Bill would require Summer EBT participation

The Health and Human Services Committee heard testimony Feb. 1 on a bill that seeks to provide summer meals to low-income children in Nebraska.

Sen. Jen Day
Sen. Jen Day

LB952, introduced by Omaha Sen. Jen Day, would require the state Department of Health and Human Services to opt into the federal Summer Electronic Benefits Transfer, or Summer EBT, program. Under the program, families whose children are eligible for free and reduced price school meals would receive $40 per eligible child for each month that school is not in session during the summer.

States were given the option to enroll in Summer EBT last year. Gov. Jim Pillen declined, and Nebraska is one of 15 states that chose not to participate.

Day said the bill would serve an estimated 150,000 Nebraska children and emphasized the growing need across the state for support in accessing food. She said the number of Nebraska households that are food insecure has risen from 10.7% to 13.5% since 2017.

“This places Nebraska above the national average and gives us the eleventh highest [rate of] food insecurity in the nation,” Day said.

Summer EBT is a successor of the Pandemic EBT program and federal dollars would fund all of the estimated $18 million in aid that would be provided to Nebraska families under LB952. Day said the state would be responsible for paying half of the administrative costs associated with implementing Summer EBT — an estimated $420,000 — which she said would be well worth it.

“A $32 million impact to the local economy in exchange for about $400,000 in [administrative] fees,” she said. “There’s no reason not to do it.”

Katie Nungesser testified on behalf of Voices for Children in Nebraska in support of the proposal. She said current resources and programs available to children in the summer months are insufficient.

“Nebraska ranks among the top states with the lowest success rates in connecting hungry children with meals over the summer,” Nungesser said. “Astonishingly, only 9% of food insecure children in Nebraska were connected to summer meal sites.”

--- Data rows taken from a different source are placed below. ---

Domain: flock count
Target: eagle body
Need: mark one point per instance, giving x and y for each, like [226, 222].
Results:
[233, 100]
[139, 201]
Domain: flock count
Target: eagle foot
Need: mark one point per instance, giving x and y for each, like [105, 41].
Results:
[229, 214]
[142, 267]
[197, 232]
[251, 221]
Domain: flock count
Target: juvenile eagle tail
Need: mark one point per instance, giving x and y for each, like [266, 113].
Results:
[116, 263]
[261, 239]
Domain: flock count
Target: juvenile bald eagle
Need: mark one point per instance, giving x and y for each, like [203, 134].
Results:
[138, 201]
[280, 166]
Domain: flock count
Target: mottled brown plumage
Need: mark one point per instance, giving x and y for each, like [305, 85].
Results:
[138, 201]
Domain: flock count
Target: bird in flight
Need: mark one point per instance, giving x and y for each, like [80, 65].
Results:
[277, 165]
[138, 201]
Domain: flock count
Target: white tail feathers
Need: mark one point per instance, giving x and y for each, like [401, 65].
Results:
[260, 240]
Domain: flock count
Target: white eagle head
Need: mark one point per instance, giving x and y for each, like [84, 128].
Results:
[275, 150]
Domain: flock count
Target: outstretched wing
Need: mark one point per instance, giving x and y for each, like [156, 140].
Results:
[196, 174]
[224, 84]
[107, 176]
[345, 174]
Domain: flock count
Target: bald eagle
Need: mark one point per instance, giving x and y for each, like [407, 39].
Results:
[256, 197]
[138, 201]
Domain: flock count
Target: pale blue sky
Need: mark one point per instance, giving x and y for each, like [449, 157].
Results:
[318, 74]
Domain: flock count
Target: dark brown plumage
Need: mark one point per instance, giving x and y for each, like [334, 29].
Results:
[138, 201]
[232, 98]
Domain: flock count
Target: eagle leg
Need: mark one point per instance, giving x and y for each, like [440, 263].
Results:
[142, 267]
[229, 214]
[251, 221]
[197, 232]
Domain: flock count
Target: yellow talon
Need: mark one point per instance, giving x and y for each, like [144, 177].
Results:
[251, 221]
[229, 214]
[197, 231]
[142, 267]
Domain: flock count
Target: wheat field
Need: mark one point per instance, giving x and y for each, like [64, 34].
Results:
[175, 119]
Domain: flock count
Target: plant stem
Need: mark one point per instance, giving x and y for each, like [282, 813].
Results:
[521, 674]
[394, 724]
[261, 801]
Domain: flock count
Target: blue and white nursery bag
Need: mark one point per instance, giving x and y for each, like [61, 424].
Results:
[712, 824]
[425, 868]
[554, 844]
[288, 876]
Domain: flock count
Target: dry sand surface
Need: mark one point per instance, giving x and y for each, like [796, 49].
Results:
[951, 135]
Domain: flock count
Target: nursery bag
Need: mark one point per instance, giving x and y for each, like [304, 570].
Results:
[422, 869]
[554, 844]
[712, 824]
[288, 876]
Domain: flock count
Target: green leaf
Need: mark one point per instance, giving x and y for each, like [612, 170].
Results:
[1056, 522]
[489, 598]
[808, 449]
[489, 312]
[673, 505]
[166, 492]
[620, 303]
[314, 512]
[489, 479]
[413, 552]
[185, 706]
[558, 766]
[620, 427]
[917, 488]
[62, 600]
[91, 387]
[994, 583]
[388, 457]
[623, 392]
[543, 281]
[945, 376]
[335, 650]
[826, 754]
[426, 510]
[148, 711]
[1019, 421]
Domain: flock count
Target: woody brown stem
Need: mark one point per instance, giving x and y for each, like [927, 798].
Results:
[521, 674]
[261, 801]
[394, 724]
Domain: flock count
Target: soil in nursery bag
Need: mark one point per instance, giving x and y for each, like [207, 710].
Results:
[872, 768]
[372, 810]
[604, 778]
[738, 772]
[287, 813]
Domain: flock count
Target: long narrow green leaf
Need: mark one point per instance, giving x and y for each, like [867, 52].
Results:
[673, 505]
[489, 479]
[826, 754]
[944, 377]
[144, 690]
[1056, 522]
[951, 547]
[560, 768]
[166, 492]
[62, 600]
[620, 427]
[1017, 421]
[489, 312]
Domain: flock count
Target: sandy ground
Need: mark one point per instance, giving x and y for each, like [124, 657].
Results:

Reva Evans, program coordinator of the therapeutic school at Heartland Family Service, also testified in support of the bill, emphasizing the impact hunger can have on a child’s ability to learn. Research shows that children who live in poverty are two academic years behind their peers, she said, and much of that academic lag can be traced to a child’s summer environment.

“When they’re worried about how they will eat over the weekend, it’s hard to feel safe,” Evans said. “Our students want to learn, they actually really love to learn … they just need the right tools and they need to be able to focus.”

Also speaking in support of the measure was executive director of the Nebraska Catholic Conference, Tom Venzor, who noted the importance of a collaborative approach to addressing childhood hunger.

“When we are looking to combat hunger, we have to think holistically about the various mechanisms at our disposal,” he said. “[LB952] is an important element in meeting the food insecurity needs of Nebraska students across the state.”

No one spoke in opposition to the bill and the committee took no immediate action on it.